I’ll apply as much reason, plausibility, and coherence here as the movie does, and I’ll talk about the supporting characters first. They seem to know that they are peripheral players in someone else’s film. They apparently don’t have jobs or lives of their own, and are free to show up everywhere to mainly act as sounding boards for Kutcher and Witherspoon to bounce ideas and thoughts off of. There’s a [not very funny] running gag with one of them, who always has a Starbucks-like coffee cup in hand. Steve Zahn plays Zen – an independently wealthy surfer dude who literally has nothing else to do but creep around the outside of Witherspoon’s house all the time, tending to her garden. Zoe Chao plays Minka, a former friend-with-benefits of Kutcher. She drops everything in whatever was happening in her life to devote her existence to being Witherspoon’s new bestie, and second-banana comic relief.
So, how did they meet, and why is she so chummy with Witherspoon? Let’s go back to the beginning. Kutcher and Witherspoon star as Debbie and Peter. They hook up one night in 2003, where they hear that great song 3 years before everybody else. They never make it relationship-official, they move to opposite sides of the country, and she gets married. But they remain good friends who call/FaceTime almost daily. Cut to the present day – 20 years later. Debbie is a divorced mother of a 13 year old boy. By hearing the banter between the two main characters, it’s glaringly obvious to us that they should have been together all along – and it made me wonder why that never happened, as meanwhile, potential suitors (who are meant to rub us the wrong way) are paraded on and off. And our two leads spend most of a movie frustratingly oblivious to the obvious.
Through a contrived series of events, they swap residences for a week. She stays at his apartment, while he acts as Mr. Mom to her teenager at her humble home. Kutcher’s place is ridiculous. He books cross-country flights at the last minute, rents a convertible, and can score luxury box tickets to a hockey game. Whatever he did for a living as the movie begins, we see him up and quit that in an early scene.

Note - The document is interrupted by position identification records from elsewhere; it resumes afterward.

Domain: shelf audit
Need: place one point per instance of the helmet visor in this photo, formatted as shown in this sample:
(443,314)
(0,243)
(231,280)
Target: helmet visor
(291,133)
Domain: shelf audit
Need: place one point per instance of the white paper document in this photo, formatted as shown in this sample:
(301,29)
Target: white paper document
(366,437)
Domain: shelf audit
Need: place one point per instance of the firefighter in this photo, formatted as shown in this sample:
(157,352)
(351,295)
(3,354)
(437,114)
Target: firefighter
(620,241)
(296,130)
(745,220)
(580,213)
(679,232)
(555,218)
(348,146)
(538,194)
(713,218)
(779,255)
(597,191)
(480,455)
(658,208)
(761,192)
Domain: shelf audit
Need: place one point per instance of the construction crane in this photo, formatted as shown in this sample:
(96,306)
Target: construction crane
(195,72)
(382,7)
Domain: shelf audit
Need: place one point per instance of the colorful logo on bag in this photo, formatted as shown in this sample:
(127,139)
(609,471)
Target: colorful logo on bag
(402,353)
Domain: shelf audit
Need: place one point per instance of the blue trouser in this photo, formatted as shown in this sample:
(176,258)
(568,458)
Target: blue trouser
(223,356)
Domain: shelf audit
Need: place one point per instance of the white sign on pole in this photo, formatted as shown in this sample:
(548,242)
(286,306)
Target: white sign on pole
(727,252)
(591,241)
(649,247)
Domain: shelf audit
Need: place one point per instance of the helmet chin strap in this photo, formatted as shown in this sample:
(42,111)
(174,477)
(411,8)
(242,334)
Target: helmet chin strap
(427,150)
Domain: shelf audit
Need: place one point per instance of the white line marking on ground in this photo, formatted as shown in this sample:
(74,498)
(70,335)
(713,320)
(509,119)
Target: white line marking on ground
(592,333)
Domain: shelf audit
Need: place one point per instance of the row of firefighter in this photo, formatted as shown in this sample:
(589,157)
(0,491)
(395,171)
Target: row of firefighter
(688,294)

I like Ashton Kutcher and Reese Witherspoon. They look great here. Even if you’re nursing a crush on one of them, you won’t be too distracted to be offended by the repeated insults to your intelligence this film provides. I haven’t been thrilled with most of the past year’s Netflix Originals (Day Shift, Me Time, You People, and I thought The Power of the Dog was overrated), and I will approach any incoming ones with a weary, skeptical eye. Your Place or Mine is forced, awkward, unfunny, and logically bankrupt.